FDEP Caloosahatchee River Basin and San Carlos Bay, Hydrologic, Hydrodynamic and WQ Modeling, FL, USA

The Caloosahatchee River Basin , extending from Lake Okeechobee to San Carlos Bay on Florida’s west coast, has several Waterbody Identification units (WBIDs) included in the State of Florida’s 2004 list of impaired water bodies because of nutrient enrichment and low levels of dissolved oxygen. The tidal estuary of the Caloosahatchee River is characterized by freshwater inflow from Lake Okeechobee along the non-tidal portion of the river that receives agricultural wastewater discharge and run-off from the urbanized and developing areas around Ft Myers. As part of FDEP’s TMDL development process, DSI/Dynamic Solutions, LLC developed a linked HSPF watershed and EFDC hydrodynamic/water quality model of the 1,400 square mile Caloosahatchee watershed, river and estuary. A large database was developed from local, state, and federal sources integrated with ArcMap GIS.  Historic and baseline data including land use, streams, tributary gauging, point sources, water quality and meteorological (rainfall) were used  to develop the watershed loading  model. The watershed model was then linked to a 3-dimensional hydrodynamic, sediment transport and water quality model (EFDC) of the tidal portion of river and estuary. The EFDC model is being used to simulate water quality, sediment oxygen demand, sediment diagenesis and eutrophication kinetics. The linked models were used to simulate and compare historic and existing conditions and the effects of load reduction scenarios on water quality, sediment chemistry and clarity in identified existing and potential sea grass habitat.

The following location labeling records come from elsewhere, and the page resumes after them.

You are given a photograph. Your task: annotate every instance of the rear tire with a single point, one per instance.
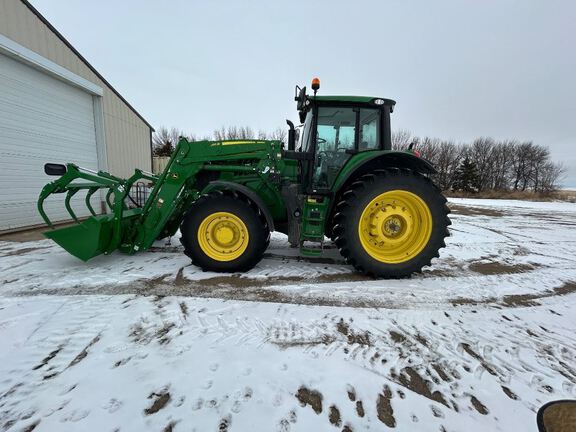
(391, 223)
(224, 233)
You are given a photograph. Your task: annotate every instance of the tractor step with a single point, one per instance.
(307, 250)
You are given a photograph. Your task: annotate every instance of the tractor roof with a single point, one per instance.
(352, 99)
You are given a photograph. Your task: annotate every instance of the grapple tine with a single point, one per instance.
(69, 195)
(45, 193)
(108, 195)
(91, 192)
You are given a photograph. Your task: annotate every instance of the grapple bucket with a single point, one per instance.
(86, 240)
(99, 233)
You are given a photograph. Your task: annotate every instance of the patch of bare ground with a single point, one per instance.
(310, 397)
(509, 393)
(384, 408)
(334, 415)
(353, 337)
(322, 340)
(474, 211)
(478, 406)
(397, 337)
(498, 268)
(31, 427)
(169, 427)
(184, 309)
(49, 357)
(24, 251)
(468, 349)
(441, 372)
(82, 355)
(411, 379)
(160, 401)
(162, 333)
(224, 424)
(360, 409)
(518, 300)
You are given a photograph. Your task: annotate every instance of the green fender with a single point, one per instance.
(365, 162)
(243, 190)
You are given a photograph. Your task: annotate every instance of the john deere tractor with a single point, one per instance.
(340, 180)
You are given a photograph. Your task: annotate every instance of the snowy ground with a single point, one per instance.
(148, 342)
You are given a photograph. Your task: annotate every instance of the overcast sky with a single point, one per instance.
(458, 69)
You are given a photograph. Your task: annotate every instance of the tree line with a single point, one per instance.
(486, 164)
(483, 165)
(164, 140)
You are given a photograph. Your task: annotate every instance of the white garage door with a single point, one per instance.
(42, 119)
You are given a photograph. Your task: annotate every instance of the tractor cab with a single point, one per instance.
(334, 129)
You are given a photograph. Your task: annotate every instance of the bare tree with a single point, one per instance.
(278, 134)
(234, 132)
(401, 139)
(164, 140)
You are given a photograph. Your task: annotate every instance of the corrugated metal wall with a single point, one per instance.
(127, 135)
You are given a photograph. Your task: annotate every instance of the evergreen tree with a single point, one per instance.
(467, 178)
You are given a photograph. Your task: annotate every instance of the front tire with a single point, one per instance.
(391, 223)
(224, 233)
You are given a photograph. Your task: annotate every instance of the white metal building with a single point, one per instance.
(55, 107)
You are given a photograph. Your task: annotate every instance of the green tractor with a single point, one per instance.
(341, 180)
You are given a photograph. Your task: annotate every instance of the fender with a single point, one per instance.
(247, 192)
(365, 162)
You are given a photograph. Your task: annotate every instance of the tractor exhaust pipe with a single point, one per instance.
(291, 136)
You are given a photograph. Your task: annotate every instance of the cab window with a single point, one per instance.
(369, 129)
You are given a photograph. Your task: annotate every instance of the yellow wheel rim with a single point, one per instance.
(223, 236)
(395, 226)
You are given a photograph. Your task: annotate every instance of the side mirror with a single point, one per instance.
(55, 169)
(557, 416)
(291, 136)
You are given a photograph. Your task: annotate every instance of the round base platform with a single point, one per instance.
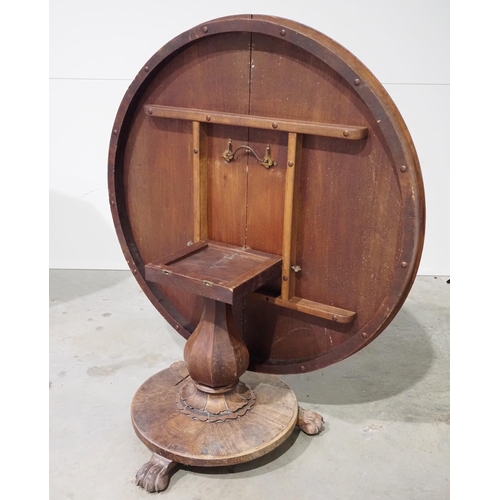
(162, 427)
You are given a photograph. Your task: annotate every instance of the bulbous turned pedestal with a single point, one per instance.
(216, 357)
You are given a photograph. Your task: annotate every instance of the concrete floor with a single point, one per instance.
(386, 408)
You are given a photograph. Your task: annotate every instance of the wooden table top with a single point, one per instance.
(353, 213)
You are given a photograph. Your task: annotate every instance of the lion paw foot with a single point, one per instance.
(154, 475)
(309, 421)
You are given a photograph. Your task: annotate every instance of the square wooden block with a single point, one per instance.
(215, 270)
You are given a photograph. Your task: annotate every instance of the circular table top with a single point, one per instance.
(359, 216)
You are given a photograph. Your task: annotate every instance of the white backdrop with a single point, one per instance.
(97, 48)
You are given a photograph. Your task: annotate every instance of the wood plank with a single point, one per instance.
(309, 307)
(340, 131)
(290, 218)
(200, 181)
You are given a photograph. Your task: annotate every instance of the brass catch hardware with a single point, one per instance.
(229, 155)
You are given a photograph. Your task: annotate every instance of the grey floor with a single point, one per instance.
(386, 408)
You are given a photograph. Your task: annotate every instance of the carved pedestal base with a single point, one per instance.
(208, 407)
(269, 413)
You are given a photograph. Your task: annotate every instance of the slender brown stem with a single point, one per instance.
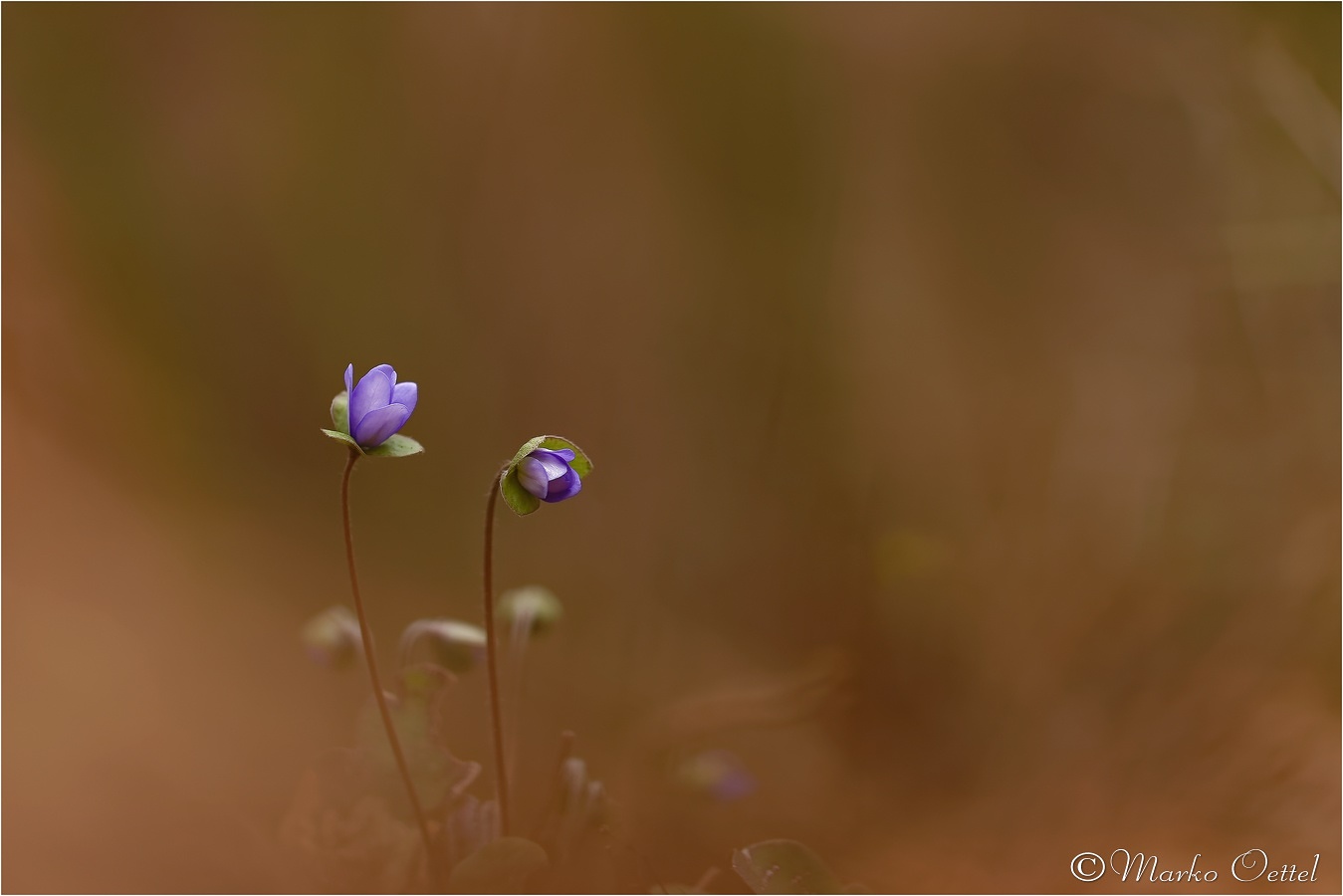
(492, 657)
(370, 660)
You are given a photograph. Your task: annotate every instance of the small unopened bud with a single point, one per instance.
(454, 645)
(332, 638)
(531, 608)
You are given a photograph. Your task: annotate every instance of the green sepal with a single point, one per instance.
(507, 865)
(393, 446)
(519, 499)
(783, 866)
(434, 770)
(341, 437)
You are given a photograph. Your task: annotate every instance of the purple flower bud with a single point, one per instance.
(379, 406)
(549, 476)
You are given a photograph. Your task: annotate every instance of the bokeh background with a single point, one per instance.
(962, 381)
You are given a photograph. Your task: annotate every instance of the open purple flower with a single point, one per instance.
(549, 476)
(379, 406)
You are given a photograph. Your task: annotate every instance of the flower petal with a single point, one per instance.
(406, 394)
(554, 464)
(565, 487)
(373, 391)
(531, 476)
(380, 423)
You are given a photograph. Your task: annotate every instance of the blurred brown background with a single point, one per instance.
(963, 385)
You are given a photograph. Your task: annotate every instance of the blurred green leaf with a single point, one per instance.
(508, 865)
(532, 606)
(783, 866)
(580, 462)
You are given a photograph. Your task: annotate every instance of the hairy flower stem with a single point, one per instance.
(370, 661)
(492, 656)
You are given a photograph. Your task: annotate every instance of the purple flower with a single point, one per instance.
(379, 406)
(549, 476)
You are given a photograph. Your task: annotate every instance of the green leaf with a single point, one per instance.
(396, 446)
(507, 865)
(341, 437)
(519, 499)
(580, 462)
(515, 496)
(339, 412)
(434, 769)
(783, 866)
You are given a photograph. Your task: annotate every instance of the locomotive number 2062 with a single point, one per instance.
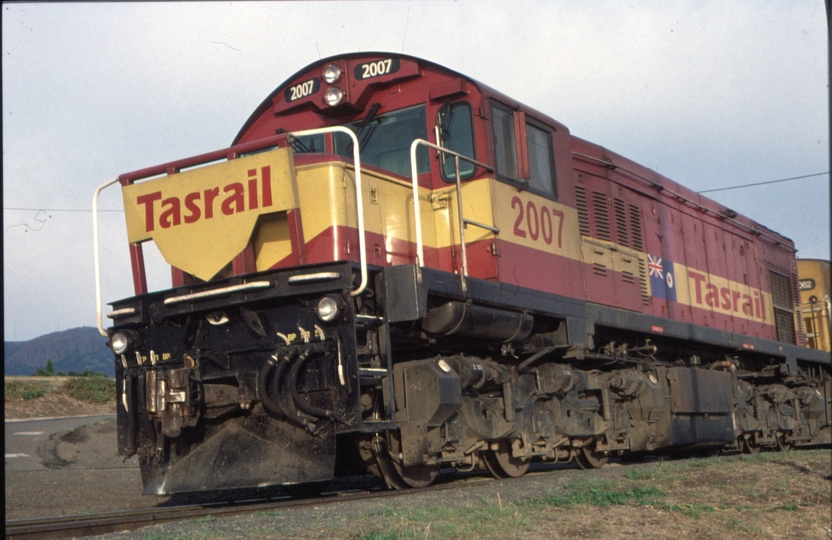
(537, 223)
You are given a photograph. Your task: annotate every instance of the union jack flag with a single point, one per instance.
(655, 266)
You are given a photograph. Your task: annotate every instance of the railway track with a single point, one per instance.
(95, 524)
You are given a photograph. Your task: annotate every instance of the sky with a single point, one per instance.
(710, 93)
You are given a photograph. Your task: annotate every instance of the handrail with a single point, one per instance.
(358, 195)
(420, 254)
(96, 256)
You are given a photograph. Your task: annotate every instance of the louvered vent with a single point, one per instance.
(621, 222)
(801, 332)
(583, 215)
(642, 271)
(636, 234)
(781, 297)
(602, 216)
(599, 269)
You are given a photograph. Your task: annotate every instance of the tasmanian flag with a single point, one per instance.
(662, 277)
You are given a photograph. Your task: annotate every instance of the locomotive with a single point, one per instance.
(815, 283)
(397, 269)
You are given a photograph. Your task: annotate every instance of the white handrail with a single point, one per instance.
(96, 255)
(358, 195)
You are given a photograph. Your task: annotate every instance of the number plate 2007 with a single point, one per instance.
(302, 90)
(377, 68)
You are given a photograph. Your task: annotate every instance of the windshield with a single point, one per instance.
(385, 140)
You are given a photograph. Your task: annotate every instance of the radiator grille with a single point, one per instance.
(583, 215)
(621, 222)
(781, 297)
(602, 215)
(635, 228)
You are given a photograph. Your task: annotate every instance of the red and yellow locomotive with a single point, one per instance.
(395, 268)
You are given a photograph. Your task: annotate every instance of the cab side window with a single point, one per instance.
(527, 157)
(456, 132)
(505, 144)
(541, 160)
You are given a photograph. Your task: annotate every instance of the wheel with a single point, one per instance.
(782, 445)
(502, 464)
(396, 475)
(749, 448)
(589, 458)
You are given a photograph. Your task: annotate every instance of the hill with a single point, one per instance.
(76, 349)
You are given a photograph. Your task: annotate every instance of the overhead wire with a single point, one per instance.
(763, 183)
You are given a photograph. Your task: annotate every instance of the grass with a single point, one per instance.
(23, 390)
(769, 495)
(91, 389)
(95, 389)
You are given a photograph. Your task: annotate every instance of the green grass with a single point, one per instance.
(23, 390)
(601, 493)
(96, 390)
(484, 520)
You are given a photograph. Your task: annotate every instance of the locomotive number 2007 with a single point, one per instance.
(537, 223)
(302, 90)
(377, 68)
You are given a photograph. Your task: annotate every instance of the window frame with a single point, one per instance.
(465, 176)
(521, 150)
(550, 132)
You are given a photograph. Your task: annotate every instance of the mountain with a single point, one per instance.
(76, 349)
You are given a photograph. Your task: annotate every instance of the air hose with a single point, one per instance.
(300, 403)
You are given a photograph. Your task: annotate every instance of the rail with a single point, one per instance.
(463, 222)
(230, 153)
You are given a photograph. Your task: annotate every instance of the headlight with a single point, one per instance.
(327, 309)
(332, 73)
(334, 96)
(119, 342)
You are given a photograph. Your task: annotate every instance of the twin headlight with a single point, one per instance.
(327, 309)
(119, 342)
(334, 95)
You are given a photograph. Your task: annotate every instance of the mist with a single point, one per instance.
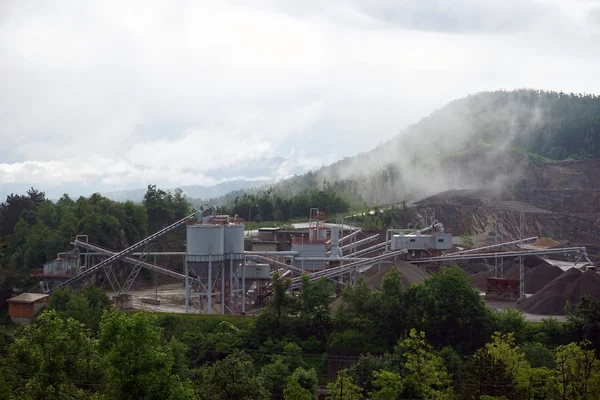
(468, 144)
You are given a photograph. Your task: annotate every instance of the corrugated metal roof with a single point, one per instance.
(28, 298)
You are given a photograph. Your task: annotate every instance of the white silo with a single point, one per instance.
(234, 242)
(205, 245)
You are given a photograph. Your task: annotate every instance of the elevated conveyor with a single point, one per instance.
(152, 267)
(117, 256)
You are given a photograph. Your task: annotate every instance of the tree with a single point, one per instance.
(424, 375)
(389, 385)
(585, 321)
(274, 320)
(343, 388)
(450, 310)
(466, 241)
(578, 372)
(86, 307)
(293, 391)
(231, 378)
(138, 364)
(53, 359)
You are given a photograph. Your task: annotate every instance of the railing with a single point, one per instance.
(39, 272)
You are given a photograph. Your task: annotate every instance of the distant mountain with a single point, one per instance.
(489, 141)
(195, 193)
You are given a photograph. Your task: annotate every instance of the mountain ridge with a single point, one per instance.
(488, 140)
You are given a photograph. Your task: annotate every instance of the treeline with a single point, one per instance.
(269, 206)
(436, 340)
(33, 229)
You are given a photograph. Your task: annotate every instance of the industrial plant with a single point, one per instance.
(228, 270)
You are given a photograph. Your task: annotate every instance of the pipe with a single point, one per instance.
(271, 253)
(332, 272)
(362, 241)
(330, 259)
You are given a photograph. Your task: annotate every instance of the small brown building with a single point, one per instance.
(23, 307)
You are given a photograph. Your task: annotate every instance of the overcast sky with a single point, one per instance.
(106, 95)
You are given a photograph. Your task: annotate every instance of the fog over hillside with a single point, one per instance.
(484, 141)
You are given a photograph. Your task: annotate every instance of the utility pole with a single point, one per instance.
(521, 269)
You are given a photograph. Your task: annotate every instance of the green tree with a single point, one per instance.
(53, 359)
(578, 372)
(231, 378)
(424, 375)
(450, 310)
(585, 321)
(274, 320)
(293, 391)
(466, 241)
(138, 364)
(389, 385)
(343, 388)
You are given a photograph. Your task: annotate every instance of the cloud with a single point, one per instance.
(112, 95)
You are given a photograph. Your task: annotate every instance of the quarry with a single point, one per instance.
(532, 249)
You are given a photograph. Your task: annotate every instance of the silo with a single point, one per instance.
(205, 242)
(234, 242)
(204, 259)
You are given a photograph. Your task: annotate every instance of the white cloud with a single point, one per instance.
(121, 94)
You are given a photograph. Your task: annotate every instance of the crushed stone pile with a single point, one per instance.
(545, 242)
(479, 280)
(569, 286)
(540, 276)
(410, 274)
(514, 271)
(473, 268)
(535, 278)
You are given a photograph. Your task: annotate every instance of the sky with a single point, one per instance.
(113, 95)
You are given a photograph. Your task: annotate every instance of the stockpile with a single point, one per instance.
(479, 280)
(540, 276)
(535, 278)
(569, 286)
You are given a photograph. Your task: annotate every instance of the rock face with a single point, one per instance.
(559, 200)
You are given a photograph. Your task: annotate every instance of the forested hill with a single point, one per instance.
(484, 140)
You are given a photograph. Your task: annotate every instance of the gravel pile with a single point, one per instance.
(545, 242)
(569, 286)
(540, 276)
(479, 280)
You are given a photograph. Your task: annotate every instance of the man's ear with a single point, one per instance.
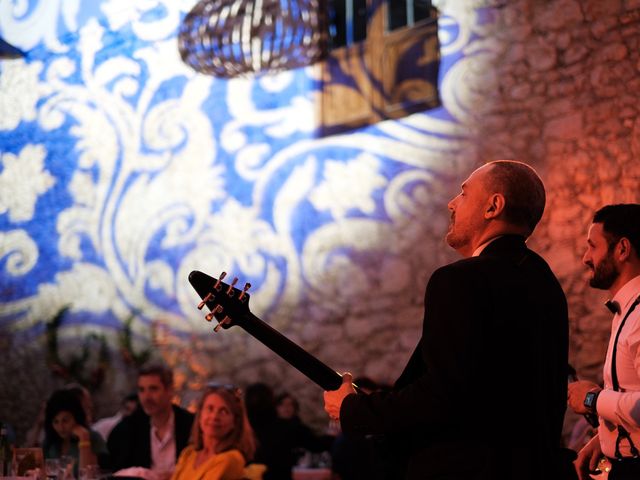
(495, 206)
(623, 249)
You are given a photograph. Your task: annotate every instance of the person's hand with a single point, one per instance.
(588, 459)
(333, 399)
(577, 391)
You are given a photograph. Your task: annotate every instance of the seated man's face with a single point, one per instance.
(155, 397)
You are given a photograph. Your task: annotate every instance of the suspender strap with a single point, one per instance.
(622, 432)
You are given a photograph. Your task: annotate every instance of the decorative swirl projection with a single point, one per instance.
(142, 170)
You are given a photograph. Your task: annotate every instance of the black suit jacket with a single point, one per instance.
(129, 443)
(484, 394)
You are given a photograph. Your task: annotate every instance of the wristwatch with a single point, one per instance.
(590, 400)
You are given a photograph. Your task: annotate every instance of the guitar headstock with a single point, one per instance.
(226, 303)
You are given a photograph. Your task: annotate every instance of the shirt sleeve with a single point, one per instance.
(623, 408)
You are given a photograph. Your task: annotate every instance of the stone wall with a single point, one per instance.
(567, 74)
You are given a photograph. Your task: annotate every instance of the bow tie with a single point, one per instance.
(614, 307)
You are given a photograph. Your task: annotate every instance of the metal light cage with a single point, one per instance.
(230, 38)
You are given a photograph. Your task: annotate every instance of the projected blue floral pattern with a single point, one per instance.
(122, 170)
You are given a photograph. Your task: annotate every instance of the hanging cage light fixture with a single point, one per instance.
(230, 38)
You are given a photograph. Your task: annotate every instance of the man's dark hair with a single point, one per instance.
(159, 370)
(620, 220)
(523, 191)
(62, 401)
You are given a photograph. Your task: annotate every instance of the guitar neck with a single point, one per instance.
(296, 356)
(234, 303)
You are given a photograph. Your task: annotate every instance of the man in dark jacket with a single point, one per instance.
(484, 394)
(154, 435)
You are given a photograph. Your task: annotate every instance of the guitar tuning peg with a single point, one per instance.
(209, 316)
(224, 321)
(205, 300)
(233, 284)
(247, 286)
(217, 285)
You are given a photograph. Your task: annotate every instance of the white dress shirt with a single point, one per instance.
(622, 407)
(163, 450)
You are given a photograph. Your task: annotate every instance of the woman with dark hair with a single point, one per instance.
(221, 438)
(68, 434)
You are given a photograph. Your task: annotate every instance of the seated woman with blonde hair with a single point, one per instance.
(221, 438)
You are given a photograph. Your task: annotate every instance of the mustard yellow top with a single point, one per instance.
(227, 465)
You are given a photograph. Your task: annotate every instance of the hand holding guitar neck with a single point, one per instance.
(230, 306)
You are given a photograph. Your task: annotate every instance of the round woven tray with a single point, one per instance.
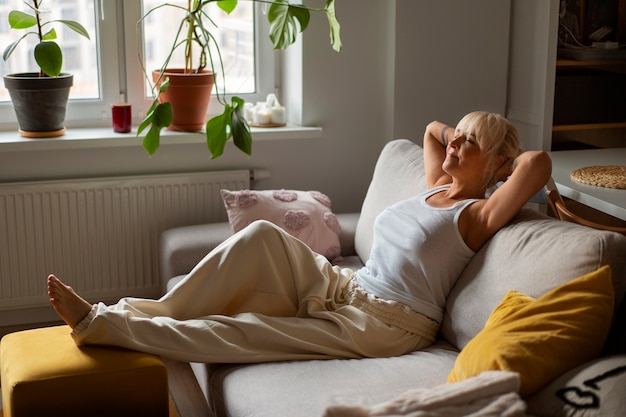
(609, 176)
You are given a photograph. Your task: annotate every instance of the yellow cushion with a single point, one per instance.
(545, 337)
(44, 373)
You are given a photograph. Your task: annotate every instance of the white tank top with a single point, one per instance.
(417, 254)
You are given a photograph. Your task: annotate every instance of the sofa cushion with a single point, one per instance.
(306, 215)
(595, 389)
(398, 175)
(542, 338)
(533, 254)
(307, 388)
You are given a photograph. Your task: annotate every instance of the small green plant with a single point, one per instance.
(47, 52)
(286, 21)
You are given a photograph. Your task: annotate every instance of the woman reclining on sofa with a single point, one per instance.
(263, 295)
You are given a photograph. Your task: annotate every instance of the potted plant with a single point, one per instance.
(286, 21)
(40, 98)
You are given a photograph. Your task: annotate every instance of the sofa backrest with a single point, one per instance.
(398, 175)
(533, 254)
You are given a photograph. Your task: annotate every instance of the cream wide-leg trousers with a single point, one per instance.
(261, 295)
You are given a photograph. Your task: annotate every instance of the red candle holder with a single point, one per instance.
(122, 117)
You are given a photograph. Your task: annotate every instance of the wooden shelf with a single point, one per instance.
(588, 126)
(610, 66)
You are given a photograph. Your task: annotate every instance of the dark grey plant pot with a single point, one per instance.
(39, 102)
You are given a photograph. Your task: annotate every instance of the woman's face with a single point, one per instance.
(464, 157)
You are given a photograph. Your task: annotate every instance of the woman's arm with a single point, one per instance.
(481, 220)
(435, 143)
(531, 172)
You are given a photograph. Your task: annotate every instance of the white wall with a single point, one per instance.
(403, 64)
(452, 58)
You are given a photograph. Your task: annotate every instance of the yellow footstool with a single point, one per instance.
(43, 373)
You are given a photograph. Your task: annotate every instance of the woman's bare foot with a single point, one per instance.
(71, 307)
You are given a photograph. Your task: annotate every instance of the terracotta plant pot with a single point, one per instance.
(39, 102)
(189, 95)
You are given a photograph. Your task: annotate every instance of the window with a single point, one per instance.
(107, 68)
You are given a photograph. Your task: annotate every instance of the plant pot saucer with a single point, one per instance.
(39, 135)
(267, 124)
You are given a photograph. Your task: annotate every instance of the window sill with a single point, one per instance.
(86, 138)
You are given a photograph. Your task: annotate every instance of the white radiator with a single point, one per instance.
(99, 235)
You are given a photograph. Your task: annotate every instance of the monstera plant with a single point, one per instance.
(195, 33)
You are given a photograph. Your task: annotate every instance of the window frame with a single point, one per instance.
(121, 74)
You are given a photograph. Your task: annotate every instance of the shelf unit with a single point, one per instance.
(589, 105)
(573, 134)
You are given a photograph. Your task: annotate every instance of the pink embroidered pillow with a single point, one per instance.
(303, 214)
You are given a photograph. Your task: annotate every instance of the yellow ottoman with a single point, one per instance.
(43, 373)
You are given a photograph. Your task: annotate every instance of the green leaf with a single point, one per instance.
(227, 5)
(335, 38)
(50, 35)
(240, 129)
(147, 121)
(152, 140)
(76, 27)
(21, 20)
(10, 48)
(159, 118)
(286, 21)
(163, 115)
(49, 57)
(217, 132)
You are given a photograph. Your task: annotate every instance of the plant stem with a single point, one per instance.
(39, 32)
(189, 44)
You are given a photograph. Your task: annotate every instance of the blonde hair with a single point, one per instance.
(496, 137)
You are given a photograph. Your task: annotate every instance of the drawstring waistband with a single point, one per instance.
(392, 313)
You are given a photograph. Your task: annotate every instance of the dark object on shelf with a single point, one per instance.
(589, 97)
(591, 54)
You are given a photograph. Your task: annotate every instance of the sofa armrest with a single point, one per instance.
(348, 222)
(183, 247)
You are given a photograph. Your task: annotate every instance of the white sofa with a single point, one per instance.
(533, 254)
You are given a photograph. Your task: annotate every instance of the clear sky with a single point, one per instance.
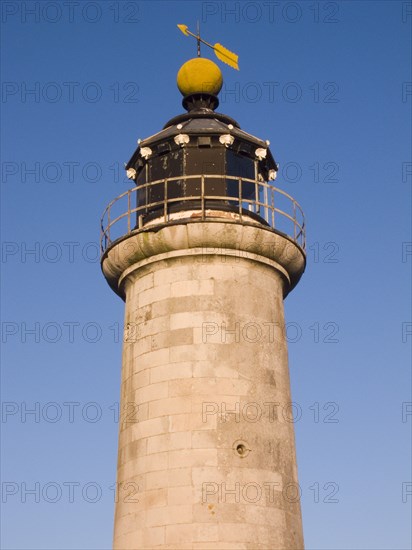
(329, 84)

Submerged aquatic vegetation (SAV), such as sea grass, is seen by many as an indicator of the overall ecosystem health of coastal waters. DSI/Dynamic Solutions, LLC has recently added the capability to EFDC_Explorer to post-process EFDC simulation results to characterize the attenuation of sunlight in the water column.  When applied to areas of a water body whose depth is within the growing range of SAV the simulation can provide insight on the effectiveness of alternative water quality management options for improving water clarity to sustain, or restore, the establishment of SAV beds.

A separate large-scale EFDC model was also developed to simulate the tidal and water quality inputs to the system from the open-ocean Gulf of Mexico.